Noise in the Attic: Hiring a Mercenary

There was a soft scratching sound. Or maybe a weird breathing. Was that my husband? Why was he being so annoying at 4 am on a Sunday? And then I heard him say something…as the noise happened. And I realized he was worried, too. It was something…above us?! On the roof?? Oh sweet goodness, don’t let there be something in the attic.

But then the noise stopped and the day happened, and I sort of put it out of my mind. As the afternoon came around I needed some cardboard boxes that had been stored in the attic in order to pack up dishes for our kitchen remodel. I casually pulled down the ladder and climbed up. I hesitated for a moment when I stepped into the attic and thought to myself, “I don’t see any signs of a-” and that’s when I saw him. Looking right back at me. Beady little eyes and a furry little face. I jumped down the ladder and closed it back up so quickly I almost injured myself. There was no denying it. We had a squatter.

When we were buying a house a few years and a few jobs ago we had fallen for one in a wonderful neighborhood where most homes were beyond our reach financially, but a foreclosure brought it onto our possibilities list. We toured it…and noticed some large areas of discoloration on the vaulted ceiling in the living room. The realtor casually mentioned the words “raccoon latrine” and mentioned that raccoons were a protected species in that state and could not be killed. And that they always returned to their nest. Forever. And so would their babies. Forever. I don’t know how true all of that information is…but I do know that in order for a “latrine” to soak through insulation and ceiling board enough to be a deeply discolored brown…things had gone horribly awry. And we ran. We vowed never to think about that raccoon nest again.

But I thought about it when I was on the phone with our exterminator minutes after my feet hit the floor. The kind man on the other end of the phone said he would, regrettably, not have his wildlife license for two months. I told him that I was hoping to no longer be in need of his services two months from now, and he graciously pointed me toward another company. Whom I called immediately. I left a message and waited for them to open on Monday morning. When they had not called back by 8:01 am I called again. Fortunately they could fit me in that same morning, and Joe from Critter Control climbed his ladder up and confirmed our point of entry on the front of the house. We began our strategy session.

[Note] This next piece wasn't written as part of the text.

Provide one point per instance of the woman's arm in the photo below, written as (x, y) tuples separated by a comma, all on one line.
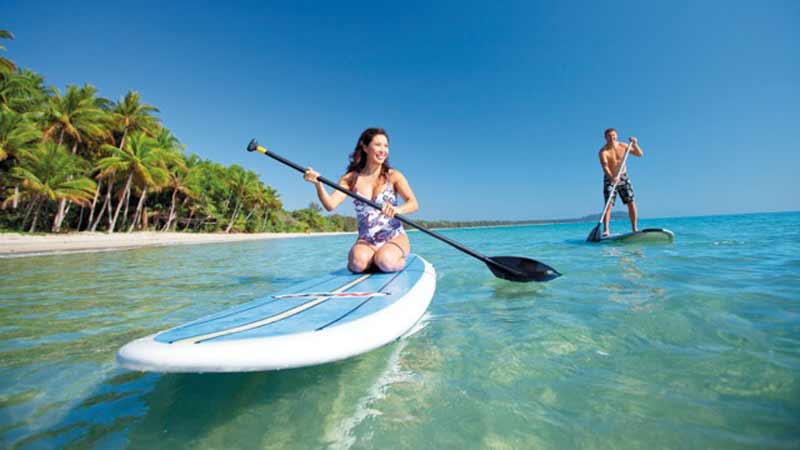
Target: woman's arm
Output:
[(402, 187), (329, 201)]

Joe looked nervous as he told me that North Carolina is a “kill” state for rabies carrying species. I am a mother of 5 and was wearing my “blessed” t-shirt, and so he may have thought I was a more merciful soul than I am. “Kill trap. Perfect, Joe. Let’s kill them all.” He was concerned for my kids. “Nope. No problem, Joe. I will explain murder…I’m not afraid. In fact, if we could leave a pelt hanging from the point of entry as a warning to any future varmints that we don’t mess around…that would be great.”

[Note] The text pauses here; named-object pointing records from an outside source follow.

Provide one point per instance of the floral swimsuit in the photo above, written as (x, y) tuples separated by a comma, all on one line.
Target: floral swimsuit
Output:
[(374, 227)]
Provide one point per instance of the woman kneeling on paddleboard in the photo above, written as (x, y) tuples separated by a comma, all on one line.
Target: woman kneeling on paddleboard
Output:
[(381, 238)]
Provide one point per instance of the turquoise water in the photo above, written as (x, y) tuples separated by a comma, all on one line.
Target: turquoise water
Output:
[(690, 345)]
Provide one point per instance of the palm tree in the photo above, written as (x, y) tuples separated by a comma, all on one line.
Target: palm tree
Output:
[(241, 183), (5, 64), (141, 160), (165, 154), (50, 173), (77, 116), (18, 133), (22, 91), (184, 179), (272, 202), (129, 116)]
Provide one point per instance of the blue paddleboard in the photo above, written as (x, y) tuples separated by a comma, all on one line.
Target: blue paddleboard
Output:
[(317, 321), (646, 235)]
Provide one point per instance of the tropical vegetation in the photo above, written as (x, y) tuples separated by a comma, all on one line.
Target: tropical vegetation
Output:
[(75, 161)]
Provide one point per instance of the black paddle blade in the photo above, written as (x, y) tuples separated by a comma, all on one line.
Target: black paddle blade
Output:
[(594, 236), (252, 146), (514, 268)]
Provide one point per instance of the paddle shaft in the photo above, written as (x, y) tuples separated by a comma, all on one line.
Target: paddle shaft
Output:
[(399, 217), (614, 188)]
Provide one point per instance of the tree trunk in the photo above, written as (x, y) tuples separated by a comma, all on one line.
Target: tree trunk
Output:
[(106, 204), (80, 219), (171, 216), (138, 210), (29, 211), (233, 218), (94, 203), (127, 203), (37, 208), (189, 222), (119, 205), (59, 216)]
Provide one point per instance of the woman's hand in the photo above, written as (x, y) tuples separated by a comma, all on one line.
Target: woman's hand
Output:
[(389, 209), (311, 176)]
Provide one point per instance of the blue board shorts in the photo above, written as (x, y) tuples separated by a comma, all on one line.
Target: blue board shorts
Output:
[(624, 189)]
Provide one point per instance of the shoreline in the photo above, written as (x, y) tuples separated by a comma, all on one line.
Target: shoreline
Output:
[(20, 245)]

Unfortunately my mercenary was not available to begin Operation Terminator until the following morning…but we had a plan. I could be at peace.

So tomorrow my lovely home will have a raccoon trap hanging from the front rafter. And I will monitor for a body. Joe mentioned that about 99% of the time the traps kill…and that other 1%…that scenario will involved screaming (both me and the raccoon, I assume), an immediate phone call to my buddy Joe, and a baseball bat on a ladder. Joe is going to make sure the deed is done.

And so I wait. Am I happy that there is a raccoon still currently in my attic. No. Do I feel a slightly sick sense of joy that by this time on Wednesday there may be a dead one dangling from the front of my house. Yes. Yes I do. Take note neighborhood rodents. We don’t mess around.

As a minor note, I asked Joe if he needed to see into the attic, and he adjusted his hoodie (was he nervous?) and mentioned that perhaps that could wait until we caught the raccoon. After all, it could be standing on the ladder and then when I pulled it down…land on his face. Thank you, Joe, for that vivid nightmare. I will treasure it always.